Но тогда он не мыслил такими категориями. В повестке он усмотрел лишь опасность, никак не надежду на спасение, на преображение и на свободу.
Отчаяние, даже паника, овладевшие им, когда он переступил порог суда, имели одну причину. Он думал, что сограждане только и ждут, чтобы он в лучшем случае выставил себя дураком, в худшем — повел себя так, чтобы все его презирали и ненавидели. Подозревать, что они питают к нему неприязнь, у него не было оснований, тем не менее он был убежден, что любая его оговорка придала бы процессу новый интересный поворот. Ведь у них появился бы новый объект, на котором можно выместить все свои страхи и ненависть. Санни для них — враг с самого своего рождения, враг по крови, ну а подмастерье Коб? И он мог бы стать врагом, если обнаружится, что он в дружбе с христоверами, а значит, предал свой народ.
Наконец выяснилось, кто вызвал Коба для дачи показаний, — сама Санни. Она хотела, чтобы он — благонравный молодой человек, в будущем столп общества — рассказал суду, какая она хорошая девушка. И еще она хотела, чтобы он подтвердил, что она не только неспособна на вменяемые ей злодеяния, но за все время дружбы Коба с Малахи тот никогда не выказывал ни малейшего интереса к ней, равно как и она к нему.
Только и всего. Не так уж многого (и напрасно) она от него ждала. И еще Санни, вероятно, полагала, что Коб должен быть ей благодарен: ведь она по своему целомудрию защитила себя от него той ночью, когда в город прибыл правитель. (Да и его от него самого.) К тому же ей, возможно, казалось (и никакого противоречия она в том не усматривала), что с тех пор, как много месяцев назад ее маленькая грудь касалась его замершей руки, между ними установилось взаимопонимание, мало того, они втайне испытывали друг к другу нежность.

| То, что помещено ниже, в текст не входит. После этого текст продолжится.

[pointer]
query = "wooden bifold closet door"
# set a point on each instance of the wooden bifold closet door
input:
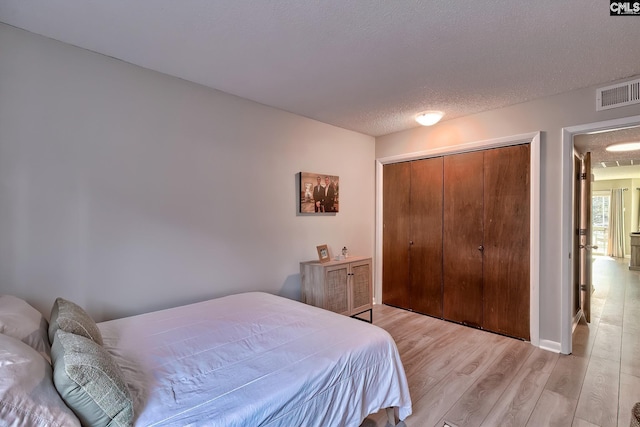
(412, 236)
(506, 240)
(456, 238)
(463, 238)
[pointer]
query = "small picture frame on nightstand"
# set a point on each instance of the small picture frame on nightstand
(323, 253)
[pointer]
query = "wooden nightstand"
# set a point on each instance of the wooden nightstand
(344, 287)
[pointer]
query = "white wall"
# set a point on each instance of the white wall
(549, 116)
(127, 190)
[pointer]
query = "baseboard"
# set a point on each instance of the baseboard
(550, 346)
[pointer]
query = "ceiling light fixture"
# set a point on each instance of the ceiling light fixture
(624, 146)
(429, 118)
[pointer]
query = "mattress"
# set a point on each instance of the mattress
(256, 359)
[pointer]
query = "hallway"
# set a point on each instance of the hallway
(608, 349)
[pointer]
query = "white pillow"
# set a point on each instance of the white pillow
(20, 320)
(27, 394)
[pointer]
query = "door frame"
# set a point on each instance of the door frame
(534, 222)
(566, 264)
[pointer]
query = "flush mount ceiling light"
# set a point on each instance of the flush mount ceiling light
(429, 118)
(624, 146)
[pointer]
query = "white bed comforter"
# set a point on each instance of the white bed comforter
(255, 359)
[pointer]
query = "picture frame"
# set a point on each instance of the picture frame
(319, 194)
(323, 253)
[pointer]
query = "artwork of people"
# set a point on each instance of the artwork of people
(319, 193)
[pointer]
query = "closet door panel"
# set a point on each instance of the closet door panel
(425, 249)
(462, 254)
(506, 236)
(395, 234)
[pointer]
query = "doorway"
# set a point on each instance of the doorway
(568, 197)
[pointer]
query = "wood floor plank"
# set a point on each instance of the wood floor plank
(583, 338)
(552, 410)
(434, 404)
(629, 395)
(608, 342)
(630, 358)
(598, 402)
(567, 376)
(579, 422)
(517, 402)
(475, 403)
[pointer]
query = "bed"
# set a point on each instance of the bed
(251, 359)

На скамье сидели двое судей. Семь десятилетий спустя Коб на редкость ясно, во всех деталях увидел эту пару. Увидел, как они заняли свои места на деревянной скамье: широкой, с высокой спинкой, высокими подлокотниками. Скамья помещалась чуть выше остальных стульев и столов в зале.

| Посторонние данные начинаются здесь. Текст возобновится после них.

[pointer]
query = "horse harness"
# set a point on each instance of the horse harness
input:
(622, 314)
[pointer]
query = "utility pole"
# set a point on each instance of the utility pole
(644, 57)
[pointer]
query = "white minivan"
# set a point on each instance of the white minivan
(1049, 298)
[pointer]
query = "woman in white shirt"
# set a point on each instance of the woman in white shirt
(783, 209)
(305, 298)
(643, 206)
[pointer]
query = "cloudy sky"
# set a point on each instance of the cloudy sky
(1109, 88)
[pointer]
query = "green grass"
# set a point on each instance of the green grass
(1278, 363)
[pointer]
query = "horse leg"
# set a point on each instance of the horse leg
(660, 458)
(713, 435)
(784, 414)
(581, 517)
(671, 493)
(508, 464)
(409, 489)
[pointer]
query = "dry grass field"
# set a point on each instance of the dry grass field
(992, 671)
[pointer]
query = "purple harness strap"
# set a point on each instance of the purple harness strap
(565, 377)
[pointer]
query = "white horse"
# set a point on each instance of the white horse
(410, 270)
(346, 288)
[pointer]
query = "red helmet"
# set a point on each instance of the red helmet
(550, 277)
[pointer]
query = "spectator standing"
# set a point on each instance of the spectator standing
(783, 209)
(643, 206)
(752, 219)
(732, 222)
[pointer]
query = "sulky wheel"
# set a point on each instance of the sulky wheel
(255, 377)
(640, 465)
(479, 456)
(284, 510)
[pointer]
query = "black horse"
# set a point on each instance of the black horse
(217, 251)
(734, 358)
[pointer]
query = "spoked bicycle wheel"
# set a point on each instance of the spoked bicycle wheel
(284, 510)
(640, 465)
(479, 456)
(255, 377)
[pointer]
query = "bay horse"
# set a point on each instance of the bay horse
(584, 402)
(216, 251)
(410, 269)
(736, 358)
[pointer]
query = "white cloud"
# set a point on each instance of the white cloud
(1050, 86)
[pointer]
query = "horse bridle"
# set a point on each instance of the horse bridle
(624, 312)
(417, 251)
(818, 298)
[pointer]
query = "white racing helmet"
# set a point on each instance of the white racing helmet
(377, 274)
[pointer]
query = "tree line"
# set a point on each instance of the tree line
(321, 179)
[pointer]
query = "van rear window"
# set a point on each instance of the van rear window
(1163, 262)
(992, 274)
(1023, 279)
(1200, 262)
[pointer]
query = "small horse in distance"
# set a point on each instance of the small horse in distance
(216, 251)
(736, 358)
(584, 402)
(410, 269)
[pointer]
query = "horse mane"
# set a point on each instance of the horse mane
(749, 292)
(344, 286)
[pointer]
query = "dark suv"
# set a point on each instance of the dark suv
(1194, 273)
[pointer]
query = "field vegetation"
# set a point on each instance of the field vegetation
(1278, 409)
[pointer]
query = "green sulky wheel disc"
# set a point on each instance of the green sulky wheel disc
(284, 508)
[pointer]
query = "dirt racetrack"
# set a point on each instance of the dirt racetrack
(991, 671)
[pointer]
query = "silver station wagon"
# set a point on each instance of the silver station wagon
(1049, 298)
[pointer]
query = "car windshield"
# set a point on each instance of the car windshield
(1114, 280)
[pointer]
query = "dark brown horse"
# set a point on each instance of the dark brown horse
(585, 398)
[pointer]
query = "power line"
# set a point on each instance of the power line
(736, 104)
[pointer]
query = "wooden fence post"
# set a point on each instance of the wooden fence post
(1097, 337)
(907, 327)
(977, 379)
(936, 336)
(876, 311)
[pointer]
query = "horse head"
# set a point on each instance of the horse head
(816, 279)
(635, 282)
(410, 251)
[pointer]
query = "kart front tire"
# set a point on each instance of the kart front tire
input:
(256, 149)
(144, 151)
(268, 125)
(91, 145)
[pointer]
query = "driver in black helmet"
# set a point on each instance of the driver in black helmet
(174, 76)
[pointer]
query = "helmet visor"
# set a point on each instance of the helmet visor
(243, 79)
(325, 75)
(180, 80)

Сам зал при том, сколько там умещалось людей и мебели, в его воспоминаниях казался не просторнее нижней комнаты в его доме в Нидеринге. Единственное оконце в торце света почти не пропускало. Других источников света в зале не было. Санни посадили в угол, поэтому Коб с трудом вспоминал, как она выглядела тогда. В зале царил сумрак, Санни сидела, опустив голову, нечесаные волосы заслоняли ее лицо. Прямо перед ним на двух рядах располагались другие свидетели, по кудрявой голове он узнал Малахи — тот сидел спиной к нему. Один из судейских указал на первый ряд, и свидетели нехотя потеснились, чтобы дать ему место. Коб опустился на прохладные твердые доски. В нос ударил запах зала. К нему пока никто не обращался. Ему еще не сообщили, зачем его вызвали и кто. Он ожидал, что его будут наставлять или задавать вопросы. Но нет. Зал молчал. Он слышал, как кто-то вздохнул, сглотнул, двинул ногой. Потом кто-то еще — он его не видел — украдкой почесался: ш-ш-ш.

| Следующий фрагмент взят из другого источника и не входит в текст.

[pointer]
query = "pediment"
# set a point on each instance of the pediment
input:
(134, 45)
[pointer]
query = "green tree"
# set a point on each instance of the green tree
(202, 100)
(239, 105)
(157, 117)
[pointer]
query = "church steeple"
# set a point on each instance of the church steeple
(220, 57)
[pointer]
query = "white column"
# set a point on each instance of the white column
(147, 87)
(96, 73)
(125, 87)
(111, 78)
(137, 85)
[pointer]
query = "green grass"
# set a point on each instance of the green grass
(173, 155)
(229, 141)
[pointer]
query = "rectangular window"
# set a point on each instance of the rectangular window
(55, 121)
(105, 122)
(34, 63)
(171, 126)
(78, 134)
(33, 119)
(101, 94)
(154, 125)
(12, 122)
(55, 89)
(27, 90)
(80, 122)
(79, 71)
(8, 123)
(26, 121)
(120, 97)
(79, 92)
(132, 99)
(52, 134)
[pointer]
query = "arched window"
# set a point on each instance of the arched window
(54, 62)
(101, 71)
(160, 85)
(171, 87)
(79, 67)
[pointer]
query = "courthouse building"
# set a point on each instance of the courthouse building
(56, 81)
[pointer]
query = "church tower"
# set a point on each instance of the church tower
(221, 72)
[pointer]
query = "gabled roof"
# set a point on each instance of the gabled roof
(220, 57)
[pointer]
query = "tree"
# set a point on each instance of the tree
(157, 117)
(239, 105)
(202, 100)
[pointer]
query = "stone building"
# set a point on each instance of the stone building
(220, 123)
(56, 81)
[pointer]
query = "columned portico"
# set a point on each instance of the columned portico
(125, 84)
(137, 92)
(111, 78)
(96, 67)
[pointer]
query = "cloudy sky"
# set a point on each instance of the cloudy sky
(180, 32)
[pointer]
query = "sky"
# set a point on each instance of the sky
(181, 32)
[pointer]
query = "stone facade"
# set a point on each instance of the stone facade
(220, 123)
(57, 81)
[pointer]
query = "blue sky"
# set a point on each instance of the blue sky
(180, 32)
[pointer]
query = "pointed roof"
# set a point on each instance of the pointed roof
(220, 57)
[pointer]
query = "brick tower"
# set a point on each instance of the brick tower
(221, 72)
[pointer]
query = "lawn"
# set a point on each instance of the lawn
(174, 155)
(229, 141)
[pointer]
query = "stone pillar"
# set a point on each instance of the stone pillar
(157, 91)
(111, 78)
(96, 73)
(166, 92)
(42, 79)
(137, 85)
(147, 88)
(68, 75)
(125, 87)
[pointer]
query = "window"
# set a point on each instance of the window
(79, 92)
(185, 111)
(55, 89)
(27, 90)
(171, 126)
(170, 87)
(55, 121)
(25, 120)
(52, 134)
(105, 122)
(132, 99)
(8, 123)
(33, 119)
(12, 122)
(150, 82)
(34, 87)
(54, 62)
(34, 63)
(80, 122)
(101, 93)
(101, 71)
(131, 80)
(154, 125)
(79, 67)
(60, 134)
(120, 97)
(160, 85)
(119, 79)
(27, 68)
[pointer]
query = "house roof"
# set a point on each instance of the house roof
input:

Наконец один из судей заговорил.
Говорил мальчик, младший из детей, тот, кто (казалось, всегда) следовал за сестрой, он нарушил молчание. Она была рядом. Сидела, положив руки на стол. Он положил руки на колени. Оба смотрели на Коба. В комнате четко различимы были лишь их лица, они светились, как неяркие лампы, изнутри.
Высоким детским, но уверенным голосом мальчик обратился к нему:
— Ты подмастерье Коб?
Вот как вспоминает это Коб в конце, и память его подводит: это слишком гротескно, нелепо. Но воспоминание о том, что происходит в зале суда в Клаггасдорфе, от этого не меняется. Коб закрывает глаза: дети по-прежнему перед ним, сидят себе на старинной широкой скамье из темного дерева. Коб открывает глаза, чтобы изгнать наваждение, вернуться в комнату, где он живет с тех пор, как продал дело и перебрался в город вместе с женой. Он осматривает комнату в надежде, что дети будут вести себя как обычно в его присутствии: играть в непостижимые для него игры, глядеть из окна, а то и — без слов — переговариваться.